During the impact statements of the sentencing phase, which began on March 21, Bailey's family members, friends and members of her cheerleading team gave emotional testimonies. Bailey's mother, Stacy, pleaded with Judge Smith during her testimony, saying: "Please do not for one second think [Fucci] could be rehabilitated at any point. He is beyond saving." She also spoke directly to Fucci, stating: "Aiden Fucci, you have destroyed me, you have destroyed my family." Bailey's second oldest sister, Alexis, dropped 114 aqua stone hearts into a glass jar one by one to represent the stab wounds her sister endured. The jar stayed there for each family member (except Bailey's older sister Sophia, who was not present in the sentencing) while they read their statements. Each concluded by adding a white stone to represent something related to Bailey's death. Employees at Patriot Oaks Academy (the school that both Fucci and Bailey attended), police officers involved in the case, and Fucci's grandmother were also among those who testified. During her testimony, Fucci's grandmother pleaded with the judge to not give him the maximum sentence: "Please don't take him out of our lives forever, I know there is some good in Aiden."

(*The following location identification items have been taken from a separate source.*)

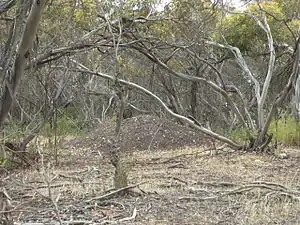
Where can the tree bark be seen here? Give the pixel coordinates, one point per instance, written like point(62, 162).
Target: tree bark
point(12, 83)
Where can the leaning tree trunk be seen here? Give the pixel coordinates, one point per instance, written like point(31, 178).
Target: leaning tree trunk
point(12, 82)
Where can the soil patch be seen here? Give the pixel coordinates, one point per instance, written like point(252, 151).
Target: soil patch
point(143, 132)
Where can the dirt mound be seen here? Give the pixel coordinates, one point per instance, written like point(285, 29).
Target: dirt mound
point(144, 132)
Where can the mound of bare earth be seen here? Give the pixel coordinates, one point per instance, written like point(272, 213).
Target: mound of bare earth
point(143, 132)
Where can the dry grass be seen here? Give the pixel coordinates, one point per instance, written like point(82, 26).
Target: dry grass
point(186, 186)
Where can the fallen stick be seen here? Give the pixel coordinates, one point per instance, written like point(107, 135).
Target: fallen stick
point(115, 192)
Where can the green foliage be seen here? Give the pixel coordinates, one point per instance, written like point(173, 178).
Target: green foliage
point(77, 14)
point(286, 130)
point(243, 32)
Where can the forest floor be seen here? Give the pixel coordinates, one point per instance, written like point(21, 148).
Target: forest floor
point(173, 186)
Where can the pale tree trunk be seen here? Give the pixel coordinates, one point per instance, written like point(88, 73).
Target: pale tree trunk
point(192, 123)
point(12, 82)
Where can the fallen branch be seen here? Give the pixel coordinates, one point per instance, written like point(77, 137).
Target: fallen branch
point(115, 192)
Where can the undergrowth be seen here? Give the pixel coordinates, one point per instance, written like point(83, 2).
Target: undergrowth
point(285, 130)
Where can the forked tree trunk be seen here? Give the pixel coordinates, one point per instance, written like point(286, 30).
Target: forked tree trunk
point(12, 83)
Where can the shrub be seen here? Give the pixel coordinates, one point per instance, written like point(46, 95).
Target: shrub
point(286, 130)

In the closing arguments, Peoples cited Fucci's ADHD diagnosis, the emotional neglect he had suffered as a child, the history of mental illness in his family and his physically abusive step-father in her recommendation of the minimum 40-year sentence. State Attorney Jennifer Dunton spoke of Fucci's impetuous behaviour, the level of premeditation of the murder, his disciplinary problems at school and his verbalization of the crime beforehand, including telling his girlfriend that he was going to kill someone soon. Dunton also cited Dr. Prichard's testimony, during which he claimed Fucci understood right from wrong and was aware of the consequences of the crime. She also said the crime was "extremely unique and extremely violent," recommending the maximum sentence of life in prison.

Fucci was ultimately given the maximum sentence of life in prison on March 24, 2023, at age 16. After 25 years of incarceration, he'll be entitled to apply for a case review hearing. During the sentencing, Judge R. Lee Smith called this the most "difficult and shocking case" over which he had presided, adding:

"What is also very troubling is that this crime had no motive. This was not done out of greed; it was not done in retaliation, retribution, or revenge; it was not a crime of passion; it was not a crime that was committed because he felt rejected by her, it was not done in a fit of uncontrollable anger. There was no reason. There was no purpose. It was done for no other reason than to satisfy this defendant's internal desire to feel what it was like to kill someone."

==Tristyn Bailey Memorial Foundation==
Bailey's family formed the Tristyn Bailey Memorial Foundation, which helped enact a law in the state of Florida that restricts the disclosure of crime scene photographs of any minor who has been murdered in the state.